Hamka sendiri memulai pendidikannya di Sekolah Rendah yang ada di tepian Danau Maninjau, hingga menamatkan Darjah Dua. Ketika berusia 10 tahun, ayahnya mendirikan Sumatera Thawalib di Kota Padang Panjang. Di tempat inilah Hamka mulai mempelajari agama dan bahasa Arab. Selain itu, Hamka juga rajin mendengarkan ceramah serta pengajian agama di berbagai surau dan masjid yang diberikan oleh ulama-ulama terkenal.

Namun begitu, Hamka sebenarnya lebih banyak belajar sendiri dan melakukan penelitian yang meliputi berbagai bidang ilmu pengetahuan seperti filsafat, kesusastraan, sejarah, sosiologi, serta politik Islam dan Barat. Dengan kemahiran berbahasa Arab yang tinggi, Hamka juga mempelajari karya ulama dan pujangga besar dari Timur Tengah serta karya ilmuwan dan pemikir dari Eropa.
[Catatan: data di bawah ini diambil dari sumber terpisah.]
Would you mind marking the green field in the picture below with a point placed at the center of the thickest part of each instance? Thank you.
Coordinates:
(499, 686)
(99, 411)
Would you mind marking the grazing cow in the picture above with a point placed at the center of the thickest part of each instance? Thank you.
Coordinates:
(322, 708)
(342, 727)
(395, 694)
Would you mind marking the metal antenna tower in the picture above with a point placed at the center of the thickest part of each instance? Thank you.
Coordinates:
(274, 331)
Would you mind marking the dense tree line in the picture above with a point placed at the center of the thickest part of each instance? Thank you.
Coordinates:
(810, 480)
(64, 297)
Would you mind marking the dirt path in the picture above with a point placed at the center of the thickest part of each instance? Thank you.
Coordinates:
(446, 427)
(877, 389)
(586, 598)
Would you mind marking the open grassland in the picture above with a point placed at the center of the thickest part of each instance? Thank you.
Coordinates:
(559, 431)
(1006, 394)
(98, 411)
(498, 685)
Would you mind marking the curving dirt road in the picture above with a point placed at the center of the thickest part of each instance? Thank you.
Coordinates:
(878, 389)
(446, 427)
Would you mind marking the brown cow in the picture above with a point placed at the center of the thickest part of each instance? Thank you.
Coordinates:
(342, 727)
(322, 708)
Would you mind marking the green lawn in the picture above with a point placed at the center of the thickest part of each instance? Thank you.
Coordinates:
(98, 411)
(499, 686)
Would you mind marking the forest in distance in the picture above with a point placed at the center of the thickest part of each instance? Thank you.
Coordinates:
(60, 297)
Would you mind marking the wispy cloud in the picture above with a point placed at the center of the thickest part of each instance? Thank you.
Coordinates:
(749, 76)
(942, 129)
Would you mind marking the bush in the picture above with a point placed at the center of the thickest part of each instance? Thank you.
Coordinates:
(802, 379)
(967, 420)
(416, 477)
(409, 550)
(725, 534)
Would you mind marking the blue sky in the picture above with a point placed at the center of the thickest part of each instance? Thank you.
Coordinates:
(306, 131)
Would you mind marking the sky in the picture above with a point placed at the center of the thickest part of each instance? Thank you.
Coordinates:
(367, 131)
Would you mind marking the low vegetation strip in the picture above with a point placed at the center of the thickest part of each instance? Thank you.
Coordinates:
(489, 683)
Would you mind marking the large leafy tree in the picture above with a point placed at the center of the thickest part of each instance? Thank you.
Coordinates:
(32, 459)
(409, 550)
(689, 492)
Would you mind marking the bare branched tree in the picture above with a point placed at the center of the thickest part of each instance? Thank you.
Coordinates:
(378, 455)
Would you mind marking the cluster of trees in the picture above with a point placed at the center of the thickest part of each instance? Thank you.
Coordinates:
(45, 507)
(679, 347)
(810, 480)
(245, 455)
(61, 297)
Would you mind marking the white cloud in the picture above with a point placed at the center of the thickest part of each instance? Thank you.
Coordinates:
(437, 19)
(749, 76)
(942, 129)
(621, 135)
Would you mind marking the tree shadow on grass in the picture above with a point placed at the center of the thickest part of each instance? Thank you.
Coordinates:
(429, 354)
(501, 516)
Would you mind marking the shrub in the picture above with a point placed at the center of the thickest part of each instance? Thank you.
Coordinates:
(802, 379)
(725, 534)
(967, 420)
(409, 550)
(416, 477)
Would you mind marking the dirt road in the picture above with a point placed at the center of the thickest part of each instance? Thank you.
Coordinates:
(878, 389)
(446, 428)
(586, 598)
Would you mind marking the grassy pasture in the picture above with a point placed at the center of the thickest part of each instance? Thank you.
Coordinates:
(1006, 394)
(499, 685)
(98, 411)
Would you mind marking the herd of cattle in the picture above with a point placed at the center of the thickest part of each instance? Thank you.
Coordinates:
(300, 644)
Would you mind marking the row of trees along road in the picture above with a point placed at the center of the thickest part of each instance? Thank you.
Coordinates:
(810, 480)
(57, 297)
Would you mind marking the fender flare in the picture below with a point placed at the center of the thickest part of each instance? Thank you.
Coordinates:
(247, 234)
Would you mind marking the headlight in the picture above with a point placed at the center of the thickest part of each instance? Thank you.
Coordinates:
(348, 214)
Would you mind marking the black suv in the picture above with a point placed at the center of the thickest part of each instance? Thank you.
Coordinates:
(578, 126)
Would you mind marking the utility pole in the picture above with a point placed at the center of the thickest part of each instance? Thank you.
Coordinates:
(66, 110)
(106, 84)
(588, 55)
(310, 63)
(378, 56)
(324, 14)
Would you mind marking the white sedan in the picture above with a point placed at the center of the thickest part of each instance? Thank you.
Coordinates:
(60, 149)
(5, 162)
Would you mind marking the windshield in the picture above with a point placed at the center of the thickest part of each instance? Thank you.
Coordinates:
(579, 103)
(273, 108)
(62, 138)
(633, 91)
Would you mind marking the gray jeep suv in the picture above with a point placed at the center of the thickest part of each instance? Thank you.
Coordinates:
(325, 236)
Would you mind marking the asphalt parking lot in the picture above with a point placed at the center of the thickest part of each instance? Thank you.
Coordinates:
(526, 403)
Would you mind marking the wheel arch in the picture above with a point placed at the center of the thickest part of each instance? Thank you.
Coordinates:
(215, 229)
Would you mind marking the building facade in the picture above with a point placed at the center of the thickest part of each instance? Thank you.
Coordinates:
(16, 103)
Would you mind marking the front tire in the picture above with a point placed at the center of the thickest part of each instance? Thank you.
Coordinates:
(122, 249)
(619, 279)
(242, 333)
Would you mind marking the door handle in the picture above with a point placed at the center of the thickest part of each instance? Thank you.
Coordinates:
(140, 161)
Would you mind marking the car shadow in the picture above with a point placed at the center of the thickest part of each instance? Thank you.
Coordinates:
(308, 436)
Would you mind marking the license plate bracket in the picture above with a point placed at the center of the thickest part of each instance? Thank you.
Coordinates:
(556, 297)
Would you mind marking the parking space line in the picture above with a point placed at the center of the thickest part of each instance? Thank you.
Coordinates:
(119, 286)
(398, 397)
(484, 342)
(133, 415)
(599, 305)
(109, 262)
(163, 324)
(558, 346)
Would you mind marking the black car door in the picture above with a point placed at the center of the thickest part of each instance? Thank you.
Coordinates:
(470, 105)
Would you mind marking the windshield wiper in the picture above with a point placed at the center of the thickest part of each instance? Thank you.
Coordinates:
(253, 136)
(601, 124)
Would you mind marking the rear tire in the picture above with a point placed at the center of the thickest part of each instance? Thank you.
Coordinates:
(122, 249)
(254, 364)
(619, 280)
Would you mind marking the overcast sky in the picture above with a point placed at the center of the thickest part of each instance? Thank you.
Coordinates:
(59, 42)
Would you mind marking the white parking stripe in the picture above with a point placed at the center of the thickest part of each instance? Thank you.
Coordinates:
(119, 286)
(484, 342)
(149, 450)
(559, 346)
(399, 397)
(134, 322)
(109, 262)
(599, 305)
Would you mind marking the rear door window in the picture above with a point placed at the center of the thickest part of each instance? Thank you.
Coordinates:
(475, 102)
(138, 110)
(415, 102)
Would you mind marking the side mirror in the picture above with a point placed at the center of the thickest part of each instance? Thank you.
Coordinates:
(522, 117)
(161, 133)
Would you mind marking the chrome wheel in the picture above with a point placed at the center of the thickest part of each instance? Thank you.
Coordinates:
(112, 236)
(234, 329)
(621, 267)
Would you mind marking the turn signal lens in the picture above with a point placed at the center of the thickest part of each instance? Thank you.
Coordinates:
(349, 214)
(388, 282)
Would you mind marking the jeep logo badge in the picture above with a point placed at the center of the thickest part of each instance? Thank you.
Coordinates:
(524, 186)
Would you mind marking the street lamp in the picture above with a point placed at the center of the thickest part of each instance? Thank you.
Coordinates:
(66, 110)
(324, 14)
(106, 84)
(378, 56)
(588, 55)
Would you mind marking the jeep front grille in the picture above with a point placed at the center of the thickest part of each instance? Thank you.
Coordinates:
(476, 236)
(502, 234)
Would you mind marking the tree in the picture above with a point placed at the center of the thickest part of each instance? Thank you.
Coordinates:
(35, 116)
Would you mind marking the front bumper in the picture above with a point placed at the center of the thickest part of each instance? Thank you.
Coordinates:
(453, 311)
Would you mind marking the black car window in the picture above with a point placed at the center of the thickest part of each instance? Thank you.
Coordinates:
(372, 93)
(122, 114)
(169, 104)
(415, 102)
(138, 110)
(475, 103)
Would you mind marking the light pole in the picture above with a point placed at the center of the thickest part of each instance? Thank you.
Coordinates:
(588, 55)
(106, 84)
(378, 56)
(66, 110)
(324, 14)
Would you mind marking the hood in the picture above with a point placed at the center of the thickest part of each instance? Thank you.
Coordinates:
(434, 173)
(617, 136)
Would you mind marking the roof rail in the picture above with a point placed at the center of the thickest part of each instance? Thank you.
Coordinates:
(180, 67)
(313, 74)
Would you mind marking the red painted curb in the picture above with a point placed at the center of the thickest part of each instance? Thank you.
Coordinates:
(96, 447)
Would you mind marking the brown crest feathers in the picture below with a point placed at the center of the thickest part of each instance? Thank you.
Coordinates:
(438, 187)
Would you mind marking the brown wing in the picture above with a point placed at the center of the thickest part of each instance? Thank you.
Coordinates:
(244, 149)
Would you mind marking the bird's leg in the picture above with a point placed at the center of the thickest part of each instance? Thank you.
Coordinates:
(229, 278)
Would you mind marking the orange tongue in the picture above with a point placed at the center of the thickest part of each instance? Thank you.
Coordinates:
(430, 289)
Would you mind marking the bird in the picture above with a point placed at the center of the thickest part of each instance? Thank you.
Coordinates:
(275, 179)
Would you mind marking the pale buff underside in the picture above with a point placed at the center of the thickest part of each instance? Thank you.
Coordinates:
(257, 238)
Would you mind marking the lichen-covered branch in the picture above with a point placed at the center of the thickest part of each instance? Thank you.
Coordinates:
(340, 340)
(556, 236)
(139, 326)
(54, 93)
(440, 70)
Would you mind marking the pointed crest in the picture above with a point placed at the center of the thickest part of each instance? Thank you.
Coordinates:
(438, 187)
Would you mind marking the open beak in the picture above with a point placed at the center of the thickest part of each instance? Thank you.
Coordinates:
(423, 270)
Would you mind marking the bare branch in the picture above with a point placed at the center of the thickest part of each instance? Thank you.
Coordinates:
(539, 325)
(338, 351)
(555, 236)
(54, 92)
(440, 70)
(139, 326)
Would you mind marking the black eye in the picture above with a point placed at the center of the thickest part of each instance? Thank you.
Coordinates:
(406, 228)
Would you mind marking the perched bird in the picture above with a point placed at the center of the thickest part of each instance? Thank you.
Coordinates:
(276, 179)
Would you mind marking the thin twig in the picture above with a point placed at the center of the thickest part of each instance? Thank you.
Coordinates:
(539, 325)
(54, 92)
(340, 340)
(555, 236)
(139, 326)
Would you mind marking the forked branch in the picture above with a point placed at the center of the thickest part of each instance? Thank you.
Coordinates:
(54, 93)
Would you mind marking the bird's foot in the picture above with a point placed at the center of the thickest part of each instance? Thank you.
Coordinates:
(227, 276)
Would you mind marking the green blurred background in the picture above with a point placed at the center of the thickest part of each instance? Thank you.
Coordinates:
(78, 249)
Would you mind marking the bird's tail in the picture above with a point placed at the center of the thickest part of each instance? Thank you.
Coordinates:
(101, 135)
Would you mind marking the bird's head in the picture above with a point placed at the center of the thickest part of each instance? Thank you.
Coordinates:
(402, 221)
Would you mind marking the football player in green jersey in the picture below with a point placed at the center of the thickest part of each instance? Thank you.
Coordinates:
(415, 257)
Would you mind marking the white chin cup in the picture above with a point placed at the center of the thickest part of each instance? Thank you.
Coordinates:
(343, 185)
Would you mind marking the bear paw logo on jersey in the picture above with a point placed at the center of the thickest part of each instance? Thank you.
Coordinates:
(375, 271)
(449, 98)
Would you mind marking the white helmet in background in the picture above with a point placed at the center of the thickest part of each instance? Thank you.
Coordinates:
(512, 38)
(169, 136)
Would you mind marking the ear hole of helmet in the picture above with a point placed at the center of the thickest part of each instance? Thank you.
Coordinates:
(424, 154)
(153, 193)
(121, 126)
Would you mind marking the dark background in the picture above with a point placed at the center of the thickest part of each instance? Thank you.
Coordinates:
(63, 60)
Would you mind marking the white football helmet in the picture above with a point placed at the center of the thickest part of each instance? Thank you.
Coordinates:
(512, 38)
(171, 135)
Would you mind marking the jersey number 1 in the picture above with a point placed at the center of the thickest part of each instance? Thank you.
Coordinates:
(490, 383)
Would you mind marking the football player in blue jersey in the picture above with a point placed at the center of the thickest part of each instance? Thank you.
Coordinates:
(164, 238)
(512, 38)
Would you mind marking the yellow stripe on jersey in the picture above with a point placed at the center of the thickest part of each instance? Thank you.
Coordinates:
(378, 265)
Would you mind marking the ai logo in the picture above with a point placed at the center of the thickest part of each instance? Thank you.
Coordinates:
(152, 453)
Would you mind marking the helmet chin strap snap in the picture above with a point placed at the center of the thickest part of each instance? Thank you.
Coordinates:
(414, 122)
Karier Hamka berawal sebagai guru agama pada tahun 1927 di Perkebunan Tebing Tinggi, Medan, Sumatra Utara dan di Padang Panjang pada 1929. Selain itu, Hamka juga pernah menjadi Rektor Perguruan Tinggi Islam Jakarta. Puncaknya adalah pada 26 Juli 1957, ketika Menteri Agama Mukti Ali melantik Hamka sebagai Ketua Umum Majelis Ulama Indonesia (MUI).

Dalam bidang politik, aktivitas Hamka juga sudah bermula sejak masih muda, tepatnya tahun 1925, saat menjadi anggota Partai Sarekat Islam. Tidak hanya itu, Hamka juga ikut dalam aksi menentang kembalinya Belanda menjajah Indonesia, melalui pidato dan ikut bergerilya masuk hutan di sekitar Kota Medan, Sumut. Langkah politik Hamka pun semakin jelas ketika dia menjadi anggota Konstituante dari Partai Masyumi (Majelis Syuro Muslimin Indonesia), usai pemilihan umum tahun 1955.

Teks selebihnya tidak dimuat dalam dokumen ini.